The letter stated that "more than 97 percent" of those covered under DACA "are in school or in the workforce," and that 5 percent of those covered under DACA started their own business, and 16 percent of DREAMers had already purchased their own home.
"At least 72 percent of the top 25 Fortune 500 companies count DACA recipients among their employees," the letter continued.
"Dreamers are vital to the future of our companies and our economy," the letter stated. "With them, we grow and create jobs. They are part of why we will continue to have a global competitive advantage."
Why the letter?
Trump is expected to announce possible changes — and even a halt — to the DACA program Friday, which was prompted by 10 state attorneys general who threatened in July to sue the the federal government, should Trump avoid dissolving protections enforced by DACA by Sept. 5.
Though Trump campaigned on a promise to do away with DACA upon taking office, he's held off so far.
During the 2016 presidential campaign, DACA was addressed on Trump's website. Though the page no longer exists, Trump's website referred to DACA as an "illegal executive amnesty" and noted that should Trump be elected as president, the program would "immediately" be terminated. Trump's campaign team during the election stressed the importance of phasing out DACA in order to target and weed out "criminals."
However, in a January interview, Trump said that DREAMers shouldn't be "very worried" about DACA changes, because "I have a big heart."
"We're going to have a very strong border, we're going to have a very solid border," he said. "Where you have great people that are here that have done a good job, they should be far less worried.

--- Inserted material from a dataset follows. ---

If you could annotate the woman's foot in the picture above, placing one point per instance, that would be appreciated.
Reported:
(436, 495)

We'll be coming out with policy on that in the next four weeks."
If the state attorneys general do opt to sue the federal government and the courts deem the DACA program unconstitutional, the DACA program could be put on hold for an indeterminate period of time.
Should the president elect to dismantle the program, however, DREAMers living in the U.S. would be allowed to remain in the country until such a time as their work permits expired — which, for some, could be up to two years.